HIST: A Graph-based Framework for Stock Trend Forecasting via Mining Concept-Oriented Shared Information

Wentao Xu,Weiqing Liu,Lewen Wang,Yingce Xia,Jiang Bian,Jian Yin,Tie-Yan Liu
DOI: https://doi.org/10.48550/arXiv.2110.13716
2022-01-20
Abstract:Stock trend forecasting, which forecasts stock prices' future trends, plays an essential role in investment. The stocks in a market can share information so that their stock prices are highly correlated. Several methods were recently proposed to mine the shared information through stock concepts (e.g., technology, Internet Retail) extracted from the Web to improve the forecasting results. However, previous work assumes the connections between stocks and concepts are stationary, and neglects the dynamic relevance between stocks and concepts, limiting the forecasting results. Moreover, existing methods overlook the invaluable shared information carried by hidden concepts, which measure stocks' commonness beyond the manually defined stock concepts.
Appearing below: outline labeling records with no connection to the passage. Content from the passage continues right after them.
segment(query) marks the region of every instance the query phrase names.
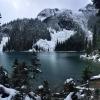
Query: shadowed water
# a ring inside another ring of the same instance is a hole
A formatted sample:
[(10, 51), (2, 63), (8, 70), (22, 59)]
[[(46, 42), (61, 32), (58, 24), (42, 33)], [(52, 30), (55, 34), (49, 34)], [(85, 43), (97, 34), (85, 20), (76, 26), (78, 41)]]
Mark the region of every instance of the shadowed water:
[[(67, 52), (54, 52), (54, 53), (37, 53), (40, 59), (42, 73), (34, 82), (34, 86), (40, 85), (43, 80), (48, 80), (50, 86), (59, 88), (63, 85), (66, 78), (74, 78), (78, 80), (82, 76), (82, 70), (85, 66), (90, 65), (93, 69), (93, 74), (100, 73), (100, 67), (97, 63), (90, 63), (80, 59), (80, 53), (67, 53)], [(0, 53), (0, 64), (11, 74), (12, 64), (14, 59), (20, 62), (25, 61), (30, 64), (31, 59), (34, 57), (29, 52), (9, 52)]]

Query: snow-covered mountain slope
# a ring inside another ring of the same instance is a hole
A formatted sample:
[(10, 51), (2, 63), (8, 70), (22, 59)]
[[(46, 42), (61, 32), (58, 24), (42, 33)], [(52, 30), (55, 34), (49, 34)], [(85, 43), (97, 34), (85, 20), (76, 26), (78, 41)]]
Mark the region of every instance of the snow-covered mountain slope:
[(77, 13), (68, 9), (44, 9), (37, 18), (47, 24), (51, 41), (40, 39), (36, 45), (43, 50), (53, 51), (57, 42), (68, 40), (79, 30), (84, 32), (89, 41), (92, 41), (93, 33), (88, 28), (88, 20), (91, 16), (95, 16), (96, 12), (97, 10), (92, 4), (79, 9)]
[(54, 51), (55, 46), (58, 43), (63, 43), (65, 40), (70, 38), (75, 34), (74, 31), (65, 30), (56, 32), (54, 29), (49, 28), (49, 32), (51, 34), (51, 41), (40, 39), (35, 45), (42, 48), (44, 51)]
[(0, 52), (3, 51), (3, 47), (6, 45), (6, 43), (8, 42), (8, 37), (2, 37), (1, 43), (0, 43)]

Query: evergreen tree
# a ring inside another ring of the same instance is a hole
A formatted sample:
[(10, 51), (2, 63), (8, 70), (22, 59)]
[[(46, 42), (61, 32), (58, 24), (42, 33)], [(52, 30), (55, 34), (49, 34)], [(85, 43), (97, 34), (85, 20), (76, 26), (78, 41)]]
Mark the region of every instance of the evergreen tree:
[(97, 9), (99, 9), (98, 15), (100, 15), (100, 0), (93, 0), (93, 3)]

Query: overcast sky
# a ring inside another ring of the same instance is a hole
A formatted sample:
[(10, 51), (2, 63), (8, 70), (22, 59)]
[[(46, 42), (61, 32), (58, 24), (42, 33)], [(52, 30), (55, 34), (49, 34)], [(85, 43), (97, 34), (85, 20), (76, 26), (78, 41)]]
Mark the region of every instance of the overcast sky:
[(2, 23), (17, 18), (35, 18), (44, 8), (72, 9), (77, 11), (91, 0), (0, 0)]

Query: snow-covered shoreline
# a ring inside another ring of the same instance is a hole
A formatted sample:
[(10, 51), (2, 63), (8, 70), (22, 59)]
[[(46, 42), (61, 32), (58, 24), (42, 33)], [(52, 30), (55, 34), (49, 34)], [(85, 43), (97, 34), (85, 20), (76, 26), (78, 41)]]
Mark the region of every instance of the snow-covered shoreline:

To overcome the shortcomings of previous work, we proposed a novel stock trend forecasting framework that can adequately mine the concept-oriented shared information from predefined concepts and hidden concepts. The proposed framework simultaneously utilize the stock's shared information and individual information to improve the stock trend forecasting performance. Experimental results on the real-world tasks demonstrate the efficiency of our framework on stock trend forecasting. The investment simulation shows that our framework can achieve a higher investment return than the baselines.
Statistical Finance,Machine Learning
What problem does this paper attempt to address?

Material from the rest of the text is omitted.